Einzelnen Beitrag anzeigen
  #10  
Alt 09.08.2010, 18:32
Benutzerbild von Hobbyschreiber
Hobbyschreiber Hobbyschreiber ist offline
Drachentoeter
 
Registriert seit: 05.2010
Ort: Zumindest nicht mehr hier!
Beiträge: 1.048
Erfahrung mit Verlagen

Nun, genau genommen führt Ihr beiden doch genau die Diskussion, die ich angekündigt habe: Über die Verlage, die für die Einen nichts andeses als DKZV sind, und für die anderen reelle Geschäftspartner. Wie Reginald Bull bin ich der Meinung, dass ein mündiger Bürger ein Geschäft abschließen darf, mit dem er zufrieden ist.
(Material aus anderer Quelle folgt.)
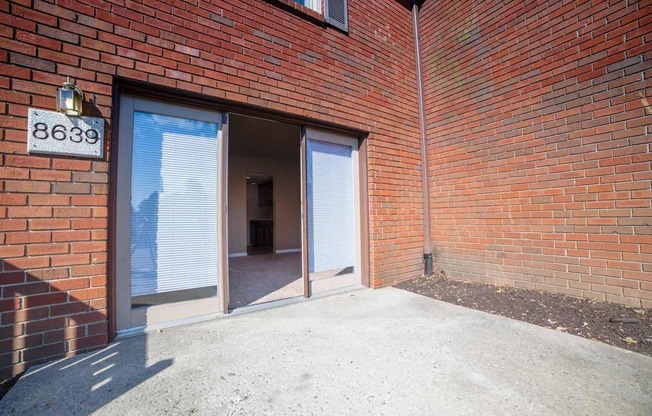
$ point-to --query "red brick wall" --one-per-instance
(539, 127)
(53, 211)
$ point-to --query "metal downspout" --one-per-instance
(427, 249)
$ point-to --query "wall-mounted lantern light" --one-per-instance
(69, 99)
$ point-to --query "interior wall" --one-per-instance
(254, 211)
(287, 202)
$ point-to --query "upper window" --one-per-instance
(312, 4)
(336, 14)
(335, 11)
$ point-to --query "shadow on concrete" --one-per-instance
(42, 321)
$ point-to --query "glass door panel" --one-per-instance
(169, 213)
(173, 209)
(332, 189)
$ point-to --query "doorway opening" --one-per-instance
(264, 211)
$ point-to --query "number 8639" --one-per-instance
(58, 132)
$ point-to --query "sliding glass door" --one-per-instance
(332, 210)
(168, 213)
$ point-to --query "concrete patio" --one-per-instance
(384, 352)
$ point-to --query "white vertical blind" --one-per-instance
(331, 215)
(173, 204)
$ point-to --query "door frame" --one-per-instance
(128, 320)
(359, 205)
(144, 90)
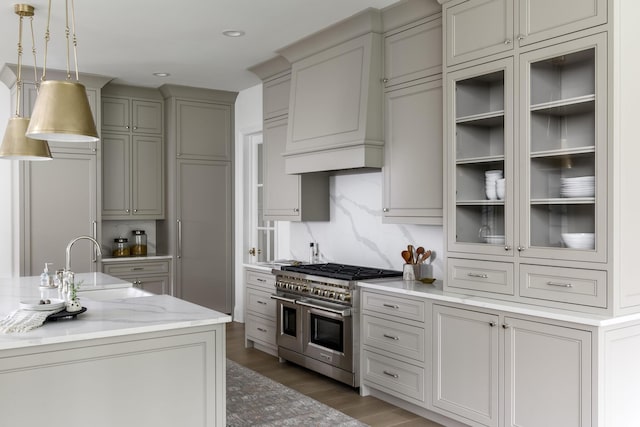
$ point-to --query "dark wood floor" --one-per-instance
(369, 410)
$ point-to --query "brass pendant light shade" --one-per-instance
(62, 113)
(16, 146)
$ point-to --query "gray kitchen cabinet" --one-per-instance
(133, 153)
(413, 51)
(260, 311)
(287, 197)
(133, 182)
(204, 130)
(413, 123)
(561, 137)
(198, 228)
(478, 28)
(393, 341)
(151, 275)
(542, 362)
(413, 154)
(127, 114)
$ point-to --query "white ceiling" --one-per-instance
(131, 39)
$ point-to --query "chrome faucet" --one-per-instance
(68, 253)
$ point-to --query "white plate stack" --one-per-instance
(580, 186)
(490, 178)
(579, 240)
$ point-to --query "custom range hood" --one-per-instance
(336, 99)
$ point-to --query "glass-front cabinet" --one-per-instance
(481, 103)
(528, 162)
(563, 128)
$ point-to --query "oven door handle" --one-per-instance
(344, 313)
(281, 298)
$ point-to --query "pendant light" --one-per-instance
(15, 145)
(61, 111)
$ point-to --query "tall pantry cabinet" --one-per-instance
(57, 200)
(198, 229)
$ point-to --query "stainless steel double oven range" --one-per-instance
(317, 316)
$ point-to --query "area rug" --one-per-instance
(255, 400)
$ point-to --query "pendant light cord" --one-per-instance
(19, 73)
(47, 37)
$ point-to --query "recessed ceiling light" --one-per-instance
(233, 33)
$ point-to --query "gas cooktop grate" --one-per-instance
(342, 271)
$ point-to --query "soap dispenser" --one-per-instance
(46, 281)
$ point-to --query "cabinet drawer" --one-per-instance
(394, 337)
(397, 378)
(570, 285)
(260, 301)
(137, 268)
(394, 306)
(486, 276)
(259, 329)
(262, 280)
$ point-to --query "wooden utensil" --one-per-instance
(425, 256)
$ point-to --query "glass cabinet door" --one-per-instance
(563, 144)
(480, 147)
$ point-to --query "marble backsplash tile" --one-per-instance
(355, 234)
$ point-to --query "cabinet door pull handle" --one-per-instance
(391, 374)
(560, 284)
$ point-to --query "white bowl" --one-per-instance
(494, 239)
(579, 240)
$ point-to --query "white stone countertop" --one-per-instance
(104, 318)
(110, 259)
(436, 293)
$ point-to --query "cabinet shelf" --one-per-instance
(488, 119)
(480, 202)
(563, 152)
(482, 159)
(565, 201)
(563, 107)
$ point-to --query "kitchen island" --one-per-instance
(150, 360)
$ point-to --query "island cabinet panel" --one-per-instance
(178, 373)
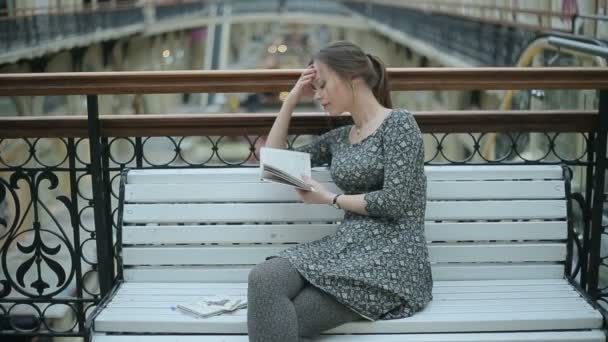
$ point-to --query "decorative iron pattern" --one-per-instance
(48, 282)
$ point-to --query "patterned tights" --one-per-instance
(283, 306)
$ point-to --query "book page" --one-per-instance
(287, 165)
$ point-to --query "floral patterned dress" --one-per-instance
(377, 265)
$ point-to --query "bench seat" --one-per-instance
(458, 306)
(497, 238)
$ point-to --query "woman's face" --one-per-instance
(333, 93)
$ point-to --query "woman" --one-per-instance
(376, 265)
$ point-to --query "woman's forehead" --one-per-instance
(322, 70)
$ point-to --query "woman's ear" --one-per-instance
(356, 82)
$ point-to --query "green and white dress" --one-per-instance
(377, 265)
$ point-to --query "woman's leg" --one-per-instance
(318, 311)
(271, 315)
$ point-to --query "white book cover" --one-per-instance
(212, 306)
(285, 166)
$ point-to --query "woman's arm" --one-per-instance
(354, 203)
(277, 138)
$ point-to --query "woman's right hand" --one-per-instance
(303, 87)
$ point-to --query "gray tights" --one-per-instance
(283, 306)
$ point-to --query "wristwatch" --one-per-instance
(334, 203)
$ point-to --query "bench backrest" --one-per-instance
(213, 225)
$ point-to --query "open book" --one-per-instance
(285, 166)
(213, 306)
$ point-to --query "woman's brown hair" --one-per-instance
(349, 61)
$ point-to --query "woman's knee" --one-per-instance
(274, 275)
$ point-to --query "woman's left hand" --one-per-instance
(319, 196)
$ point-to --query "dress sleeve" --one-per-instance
(319, 148)
(403, 170)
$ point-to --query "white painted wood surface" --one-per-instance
(491, 273)
(456, 307)
(304, 232)
(238, 273)
(447, 172)
(272, 192)
(215, 255)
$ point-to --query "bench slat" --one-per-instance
(455, 231)
(552, 336)
(273, 192)
(436, 290)
(444, 172)
(469, 304)
(564, 294)
(244, 255)
(236, 273)
(436, 284)
(302, 212)
(425, 321)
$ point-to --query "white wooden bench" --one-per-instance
(496, 236)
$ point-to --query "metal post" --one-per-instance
(584, 254)
(598, 196)
(103, 231)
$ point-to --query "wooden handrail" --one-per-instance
(302, 123)
(282, 80)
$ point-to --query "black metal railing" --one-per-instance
(483, 43)
(58, 211)
(32, 30)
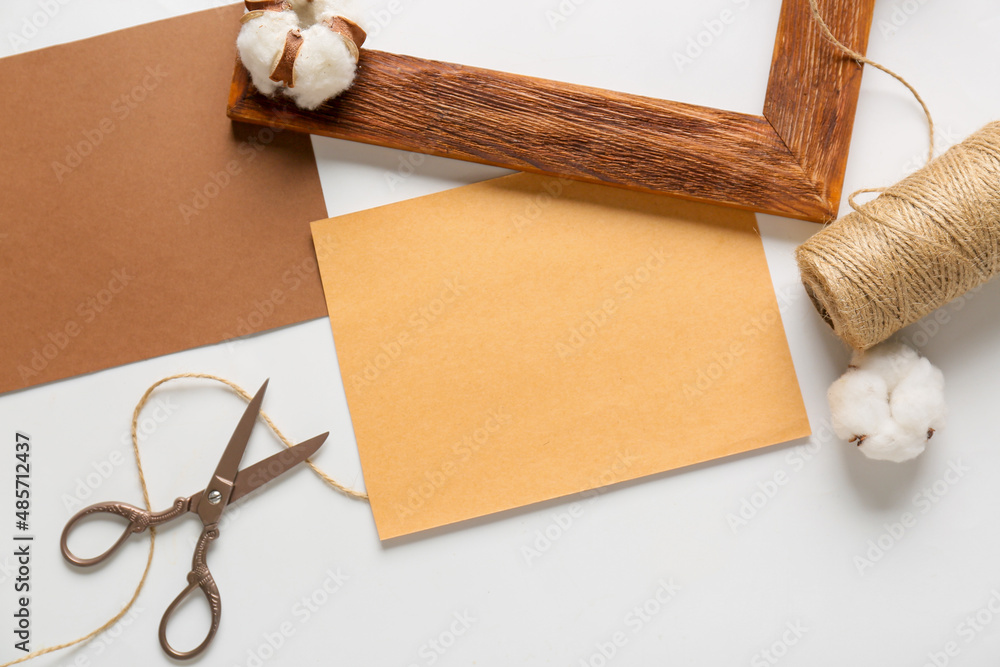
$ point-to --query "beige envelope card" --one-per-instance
(530, 337)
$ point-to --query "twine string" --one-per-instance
(926, 240)
(861, 59)
(351, 493)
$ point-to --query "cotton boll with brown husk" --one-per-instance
(306, 49)
(890, 402)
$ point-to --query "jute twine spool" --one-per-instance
(923, 242)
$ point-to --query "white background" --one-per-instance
(740, 586)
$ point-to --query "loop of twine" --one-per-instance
(145, 499)
(813, 5)
(921, 243)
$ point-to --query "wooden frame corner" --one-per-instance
(789, 160)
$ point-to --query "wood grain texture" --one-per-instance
(600, 136)
(812, 92)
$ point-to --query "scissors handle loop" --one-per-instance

Wie gesagt, habe ich mit einem derartigen Verlag gute Erfahrungen gemacht, wenn ich auch nach eben diesen Erfahrungen auf einige Dinge besser achten würde (zum Beispiel die Endabnahme des korrigierten und lektorierten Manuskriptes sorgfältiger durchführen). Andererseits würde mein Buch jetzt nicht existieren und im Finale des Deutschen Phantastik Preises nominiert sein. Dass sich keiner der Publikumsverlage dafür interessiert hat, hieß für mich nicht, dass es nicht gut war. Und die hundert Bücher, die ich zu 60% des Ladenpreises bekommen habe, waren bei weitem nicht ausreichend. Ich habe inzwischen nach und nach weitere (ich glaube) achzig Exemplare nachgeordert, um sie teils zu verkaufen (signierte Exemplare sind inzwischen recht gefragt), oder als Rezensionsexemplare abzugeben. Einige habe ich an Bibliotheken verschenkt (öffentliche und Schulbibliotheken) und bin sehr stolz darauf, dass sie seitdem ständig ausgeliehen sind.
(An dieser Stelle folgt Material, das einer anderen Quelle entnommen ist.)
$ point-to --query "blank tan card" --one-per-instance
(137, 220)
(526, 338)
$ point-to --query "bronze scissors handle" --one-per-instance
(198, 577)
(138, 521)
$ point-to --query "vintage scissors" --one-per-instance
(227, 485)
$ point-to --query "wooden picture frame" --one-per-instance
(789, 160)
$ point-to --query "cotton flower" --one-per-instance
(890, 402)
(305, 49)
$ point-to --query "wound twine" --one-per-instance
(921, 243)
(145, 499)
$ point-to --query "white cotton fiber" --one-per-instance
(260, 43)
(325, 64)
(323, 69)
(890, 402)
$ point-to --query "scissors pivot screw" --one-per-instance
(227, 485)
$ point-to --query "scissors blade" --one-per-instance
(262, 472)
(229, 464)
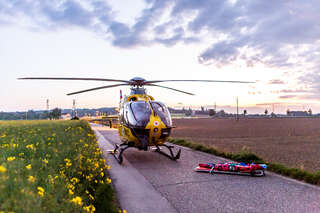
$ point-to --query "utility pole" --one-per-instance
(48, 105)
(74, 110)
(237, 108)
(48, 109)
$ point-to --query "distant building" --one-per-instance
(65, 116)
(297, 113)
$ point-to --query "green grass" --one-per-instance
(52, 166)
(247, 157)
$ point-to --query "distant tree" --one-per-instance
(288, 112)
(212, 112)
(244, 112)
(55, 113)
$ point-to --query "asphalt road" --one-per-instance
(184, 190)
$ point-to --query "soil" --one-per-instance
(294, 142)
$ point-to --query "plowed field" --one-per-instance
(294, 142)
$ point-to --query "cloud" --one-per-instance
(281, 34)
(54, 14)
(276, 81)
(288, 96)
(293, 91)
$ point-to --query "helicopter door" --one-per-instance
(162, 111)
(138, 113)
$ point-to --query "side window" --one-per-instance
(122, 121)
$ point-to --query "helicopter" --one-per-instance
(143, 121)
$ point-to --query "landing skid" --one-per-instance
(171, 156)
(117, 152)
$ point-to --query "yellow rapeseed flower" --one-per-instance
(91, 197)
(29, 146)
(75, 180)
(11, 158)
(2, 169)
(40, 191)
(89, 208)
(77, 200)
(31, 179)
(108, 180)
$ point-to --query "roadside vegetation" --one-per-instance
(52, 166)
(247, 157)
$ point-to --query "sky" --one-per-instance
(273, 43)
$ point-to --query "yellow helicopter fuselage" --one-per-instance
(156, 125)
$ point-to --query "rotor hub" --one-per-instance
(137, 81)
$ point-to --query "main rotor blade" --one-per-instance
(158, 81)
(169, 88)
(84, 79)
(96, 88)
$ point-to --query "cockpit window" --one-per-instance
(138, 113)
(162, 111)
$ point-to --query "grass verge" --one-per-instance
(247, 157)
(52, 166)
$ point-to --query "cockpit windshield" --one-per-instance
(162, 111)
(138, 113)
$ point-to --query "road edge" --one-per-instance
(134, 192)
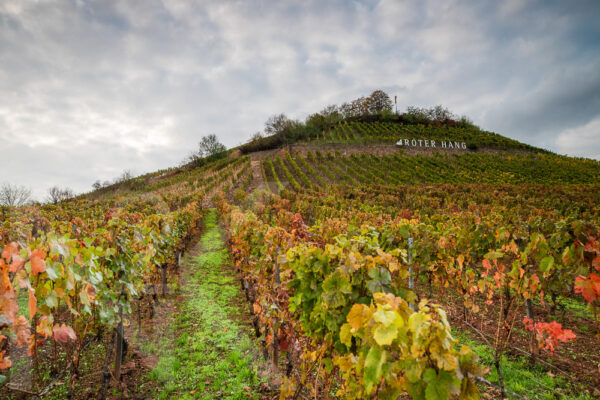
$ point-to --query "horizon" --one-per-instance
(91, 89)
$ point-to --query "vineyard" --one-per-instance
(431, 275)
(390, 132)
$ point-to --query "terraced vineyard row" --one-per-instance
(501, 260)
(319, 170)
(390, 132)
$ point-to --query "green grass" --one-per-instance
(520, 377)
(211, 355)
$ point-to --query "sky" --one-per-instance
(89, 89)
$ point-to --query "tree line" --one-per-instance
(280, 130)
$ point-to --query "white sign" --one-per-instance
(442, 144)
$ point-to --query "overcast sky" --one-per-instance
(89, 89)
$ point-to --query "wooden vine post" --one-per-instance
(164, 280)
(411, 279)
(120, 343)
(275, 326)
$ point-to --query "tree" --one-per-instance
(125, 176)
(276, 124)
(56, 194)
(256, 136)
(379, 102)
(209, 146)
(13, 195)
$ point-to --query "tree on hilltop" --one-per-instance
(379, 102)
(57, 194)
(13, 195)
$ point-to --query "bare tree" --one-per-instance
(256, 136)
(210, 146)
(56, 194)
(125, 176)
(378, 102)
(13, 195)
(276, 124)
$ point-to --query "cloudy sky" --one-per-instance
(91, 88)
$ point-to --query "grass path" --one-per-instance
(209, 354)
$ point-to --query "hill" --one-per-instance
(381, 256)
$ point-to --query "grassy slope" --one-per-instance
(213, 355)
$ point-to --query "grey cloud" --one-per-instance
(134, 85)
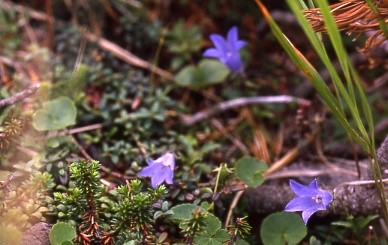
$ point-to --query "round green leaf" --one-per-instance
(62, 233)
(250, 171)
(55, 114)
(282, 228)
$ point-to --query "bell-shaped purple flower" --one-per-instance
(310, 199)
(161, 169)
(227, 51)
Ich weiß, dass die Kritiker dieser Sorte Verlage das Argument nicht gelten lassen wollen, weil die wirklich teuren DKZV sich ebenfalls darauf berufen. Aber Goethe und Schiller mussten wie alle ihren zeitgenössischen Kollegen für ihre ersten Veröffentlichungen ebenfalls die Kosten selber tragen. Damals galt das als ganz normal. Erst, als sie sich einen Namen gemacht hatten, waren "Verleger" bereit, die Kosten vorzulegen. Und heutzutage ist es völlig normal, dass ein Maler seine ersten Vernissagen und ein Musiker seine ersten Studioaufnahmen selber finanziert, wenn er keinen Sponsor findet.
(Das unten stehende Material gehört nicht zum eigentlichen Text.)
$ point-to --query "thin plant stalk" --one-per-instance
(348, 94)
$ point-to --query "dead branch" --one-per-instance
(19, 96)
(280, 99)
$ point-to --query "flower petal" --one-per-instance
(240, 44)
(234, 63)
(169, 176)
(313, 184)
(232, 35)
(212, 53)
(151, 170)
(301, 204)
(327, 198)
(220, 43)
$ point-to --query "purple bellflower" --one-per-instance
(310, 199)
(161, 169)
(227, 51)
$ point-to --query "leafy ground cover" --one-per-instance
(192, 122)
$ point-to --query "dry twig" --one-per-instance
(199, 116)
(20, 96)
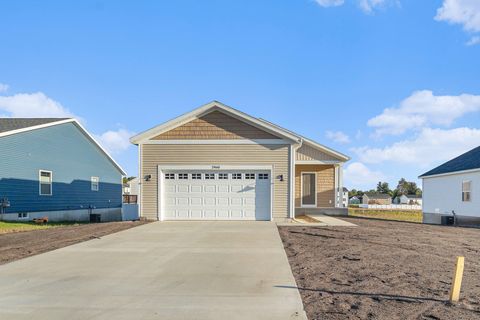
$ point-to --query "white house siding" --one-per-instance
(443, 194)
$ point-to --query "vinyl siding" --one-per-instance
(307, 153)
(73, 160)
(215, 125)
(159, 154)
(325, 184)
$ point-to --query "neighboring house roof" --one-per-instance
(467, 161)
(10, 126)
(256, 122)
(377, 195)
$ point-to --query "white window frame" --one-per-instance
(92, 183)
(301, 190)
(40, 183)
(469, 191)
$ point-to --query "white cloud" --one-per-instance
(357, 175)
(338, 136)
(30, 105)
(422, 109)
(473, 41)
(430, 147)
(3, 87)
(463, 12)
(115, 142)
(330, 3)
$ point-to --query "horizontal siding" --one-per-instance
(154, 155)
(307, 153)
(325, 184)
(72, 158)
(215, 125)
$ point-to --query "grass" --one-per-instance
(399, 215)
(15, 226)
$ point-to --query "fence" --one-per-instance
(391, 206)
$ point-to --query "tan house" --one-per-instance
(217, 163)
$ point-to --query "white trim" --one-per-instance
(203, 110)
(40, 183)
(317, 162)
(301, 190)
(40, 126)
(226, 141)
(162, 168)
(449, 173)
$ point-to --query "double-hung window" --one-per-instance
(467, 191)
(94, 183)
(45, 182)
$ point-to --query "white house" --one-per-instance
(453, 187)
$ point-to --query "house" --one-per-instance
(453, 187)
(218, 163)
(53, 167)
(345, 197)
(409, 199)
(354, 200)
(376, 198)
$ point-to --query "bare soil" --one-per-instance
(18, 245)
(384, 270)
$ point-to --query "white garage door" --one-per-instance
(216, 195)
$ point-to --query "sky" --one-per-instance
(394, 84)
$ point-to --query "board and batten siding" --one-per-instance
(325, 184)
(154, 155)
(307, 153)
(215, 125)
(73, 160)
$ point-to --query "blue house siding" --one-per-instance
(73, 160)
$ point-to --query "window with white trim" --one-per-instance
(467, 191)
(94, 183)
(263, 176)
(45, 182)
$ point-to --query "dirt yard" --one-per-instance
(383, 270)
(18, 245)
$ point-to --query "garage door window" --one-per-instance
(236, 176)
(223, 176)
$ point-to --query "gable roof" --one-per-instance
(377, 195)
(10, 126)
(256, 122)
(468, 161)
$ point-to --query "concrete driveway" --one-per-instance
(163, 270)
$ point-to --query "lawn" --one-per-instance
(398, 215)
(8, 227)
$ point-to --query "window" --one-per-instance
(94, 181)
(263, 176)
(223, 176)
(466, 191)
(45, 181)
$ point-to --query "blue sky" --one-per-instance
(393, 84)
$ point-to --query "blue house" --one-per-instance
(53, 167)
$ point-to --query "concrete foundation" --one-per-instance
(81, 215)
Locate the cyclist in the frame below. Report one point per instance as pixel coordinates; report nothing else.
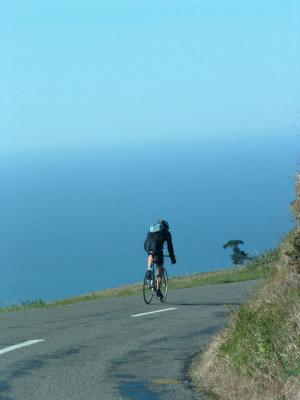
(158, 235)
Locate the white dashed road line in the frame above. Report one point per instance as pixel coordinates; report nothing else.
(20, 345)
(153, 312)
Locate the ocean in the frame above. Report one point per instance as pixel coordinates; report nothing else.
(74, 221)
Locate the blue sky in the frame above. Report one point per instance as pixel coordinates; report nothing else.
(84, 73)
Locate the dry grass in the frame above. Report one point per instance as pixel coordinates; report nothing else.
(258, 356)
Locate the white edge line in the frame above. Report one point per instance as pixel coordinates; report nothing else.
(153, 312)
(20, 345)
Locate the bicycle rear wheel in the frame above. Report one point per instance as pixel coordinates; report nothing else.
(148, 290)
(164, 285)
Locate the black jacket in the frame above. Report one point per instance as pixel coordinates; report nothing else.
(155, 242)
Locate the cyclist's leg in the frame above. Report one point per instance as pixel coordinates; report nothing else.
(160, 268)
(150, 260)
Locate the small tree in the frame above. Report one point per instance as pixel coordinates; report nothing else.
(238, 256)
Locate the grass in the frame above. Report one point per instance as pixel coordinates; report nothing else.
(258, 356)
(259, 267)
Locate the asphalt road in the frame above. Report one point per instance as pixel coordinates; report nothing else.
(100, 351)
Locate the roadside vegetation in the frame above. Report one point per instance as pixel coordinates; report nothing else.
(259, 267)
(258, 355)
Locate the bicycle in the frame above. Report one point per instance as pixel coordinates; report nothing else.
(150, 285)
Wie gesagt, für mich liegt die Grenze dessen, was ich für akzeptabel halte, und was ich keinesfalls tun oder empfehlen würde, beim Preis. Viele sehen das sehr anders, und das dürfen sie auch. Laut Bürgerlichen Gesetzbuch haben wir in Deutschland Vertragsfreiheit. Das heißt, dass niemand ein Angebot annehmen muss. Der Verlag braucht ein Manuskript nicht anzunehmen, selbst wenn es wirklich sagenhaft gut ist, und ein Autor braucht das Angebot eines Verlages nicht anzunehmen, wenn ihm die Bedingungen nicht zusagen. Aber sie dürfen es, wenn sie wollen. Und die Konsequenzen für diese Entscheidung müssen sie im positiven, wie im negativen Sinne selber tragen.